Langkah Quantitative Tightening (QT) ini dilakukan The Fed antara lain dengan lego besar-besaran aset berupa obligasi pemerintah AS dan mortgage-backed securities (di Indonesia, sejenis kontrak investasi kolektif efek beragun aset/KIK EBA) yang ada di neracanya sejak Juni lalu. Menurut perhitungan The Fed, tiap US$1,5 triliun penjualan asetnya setara dengan efek kenaikan suku bunga acuan 100 bps atau 1 persen.
Eksportir tahan dolar
Dampak kenaikan suku bunga The Fed yang bisa memperpanjang pelemahan rupiah adalah tingginya simpanan valuta asing (valas), termasuk Indonesia. Data Bank Indonesia menunjukkan, dana pihak ketiga (DPK) valas perbankan tumbuh 12,1 persen secara tahunan menjadi Rp 1.050 triliun pada Agustus 2022.
Pertumbuhan tersebut jauh lebih tinggi dari DPK rupiah yang hanya naik 7,6 persen menjadi Rp 6.305 triliun.
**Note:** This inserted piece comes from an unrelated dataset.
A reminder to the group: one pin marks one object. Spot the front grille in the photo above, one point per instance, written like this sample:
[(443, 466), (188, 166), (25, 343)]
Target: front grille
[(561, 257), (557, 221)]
Pertumbuhan DPK valas pada September memang melambat menjadi 8,4 persen. Namun pertumbuhan kredit, yang mencerminkan kebutuhan akan valas naik signifikan, bertumbuh 18,1 persen. Salah satu penyebab peningkatan DPK valas keuntungan para eksportir yang tidak dikonversi ke rupiah karena prospek suram ekonomi ke depan.
Pembayaran Dividen
Meski aliran modal keluar Indonesia relatif lebih baik, namun aktivitas perusahaan yang mayoritas kepemilikannya asing seperti pembagian dividen membuat dolar dalam negeri mengalami peningkatan permintaan dan dapat menyebabkan pelemahan rupiah.
Apalagi, jumlahnya cukup banyak dan mereka menghasilkan pendapatan dalam bentuk rupiah yang harus ditukarkan menjadi dolar. Ini karena orientasi pasar mereka ada di dalam negeri, dan bukan untuk tujuan ekspor.